To put these declines in context, the conventional gilt market fell by 27.3% in market value to £1,295 billion, and the index linked gilt market declined by 28.4% to £619 billion over this period. With PPF liabilities estimated to be £1,076 billion, the PPF funding ratio of 135% declines to 118.6% under the ONS data. It would appear that buy-out still remains much further away for most schemes than much of the trade press would have us believe (ignoring the capacity of insurance sector to absorb this).
The difference between the PPF asset estimate and that of the ONS, £175 billion, may be interpreted as a direct cost of LDI from the beginning of the year until the end of September arising from derivatives, repo leverage, and portfolio rebalancing. If we compare the performance of private sector schemes with public sector schemes, given that public sector schemes largely eschewed LDI, this gives some insight into the cost of maintaining LDI strategies. Public sector schemes are reported as holding just 6.4% of their assets in long dated bonds, of which 3.5% is in gilts. According to the latest FSPS, public sector schemes lost just 9% of their December value 2021 over the same period. had private sector schemes followed their example, they would have lost just £163 billion, and not the £545 billion reported by the ONS.
Gilt markets and portfolio rebalancing
It would seem that most rebalancing of LDI funds, and anecdotally of segregated accounts, took place after the September month-end but before the end of the Bank of England intervention in the gilt market on the 14th of October 2022. and. One indication of this is the extremely low take-up of the Bank of England’s extended repo facility, which was available after the end of the gilt market intervention.

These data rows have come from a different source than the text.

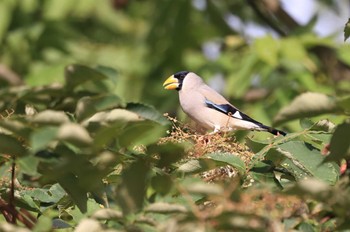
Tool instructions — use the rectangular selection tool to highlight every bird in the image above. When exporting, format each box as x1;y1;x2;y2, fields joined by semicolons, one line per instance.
163;71;286;136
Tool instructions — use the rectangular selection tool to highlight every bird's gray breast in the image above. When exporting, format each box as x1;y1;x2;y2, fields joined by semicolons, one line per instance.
179;91;213;129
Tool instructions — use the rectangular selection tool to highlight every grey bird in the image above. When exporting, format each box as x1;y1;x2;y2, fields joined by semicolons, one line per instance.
163;71;286;136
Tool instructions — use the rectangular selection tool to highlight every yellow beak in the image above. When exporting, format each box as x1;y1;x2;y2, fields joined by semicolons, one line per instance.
163;75;179;89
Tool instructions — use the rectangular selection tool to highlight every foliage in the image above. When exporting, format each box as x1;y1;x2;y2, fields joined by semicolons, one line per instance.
0;0;350;231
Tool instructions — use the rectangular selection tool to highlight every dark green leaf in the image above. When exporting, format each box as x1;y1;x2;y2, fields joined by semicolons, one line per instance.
277;141;339;184
0;133;27;156
325;122;350;162
30;127;58;153
31;110;69;125
75;95;123;121
57;123;93;147
151;174;173;195
57;173;88;213
274;92;339;125
126;103;169;125
147;143;185;168
65;64;107;89
117;158;149;214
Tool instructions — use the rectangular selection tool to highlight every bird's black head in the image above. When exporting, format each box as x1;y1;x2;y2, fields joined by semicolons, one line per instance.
174;71;189;90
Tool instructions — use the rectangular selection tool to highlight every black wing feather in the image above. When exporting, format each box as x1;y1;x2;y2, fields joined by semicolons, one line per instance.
205;99;286;136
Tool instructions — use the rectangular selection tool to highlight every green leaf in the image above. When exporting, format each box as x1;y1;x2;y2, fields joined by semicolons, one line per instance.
145;202;188;214
57;173;88;213
177;159;212;174
118;120;165;147
337;95;350;112
91;209;123;220
117;158;149;214
0;119;31;139
33;215;52;232
277;141;339;184
254;36;280;67
344;19;350;42
202;153;246;174
65;64;108;93
325;122;350;162
151;174;173;195
57;123;93;147
126;103;169;125
147;143;185;168
30;127;58;153
75;94;124;121
31;110;69;125
17;156;39;176
274;92;339;125
0;133;27;156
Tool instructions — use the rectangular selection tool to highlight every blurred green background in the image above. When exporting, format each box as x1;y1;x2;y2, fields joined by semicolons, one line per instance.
0;0;350;131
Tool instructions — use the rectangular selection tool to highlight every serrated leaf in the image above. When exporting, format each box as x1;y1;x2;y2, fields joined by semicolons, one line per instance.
277;141;339;184
0;133;27;156
126;103;169;125
274;92;339;125
325;123;350;162
203;153;246;174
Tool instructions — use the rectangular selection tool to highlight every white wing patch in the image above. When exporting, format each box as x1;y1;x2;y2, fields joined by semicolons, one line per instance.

In this nine-month period, the holdings of conventional gilts in own and segregated accounts fell by 29.6% to £126 billion suggesting that very few conventional gilts were sold (on balance only about £4 billion). The holdings of index linked gilts declined by 29% to £264 billion. That decline is in line with the overall market movement for index linked gilts,and would imply no net selling by schemes in this period.
While we do know that in its intervention the Bank of England bought £19.3 billion of gilts, of which £12.1 billion were long-dated conventionals, and £7.2 billion were index linked gilts, less than £5 billion, all long-dated conventionals, had been bought by the close of 30th September.
The declines in the value of gilt holdings from the beginning of the year, at 18.3% for the 15-25 year maturity bucket and 33.6% for over 25 years, are actually less than the declines in value due to interest rate movements, implying that the pension fund sector had been a net buyer of long dated conventionals over this nine month period. It appears that in the June to September quarter, schemes were net buyers of around £10 billion of ultra-long conventionals. We have insufficient information to determine whether schemes were net buyers or sellers over the period for the 15-25 year bucket – more information would be needed on the precise maturity structure of scheme holdings.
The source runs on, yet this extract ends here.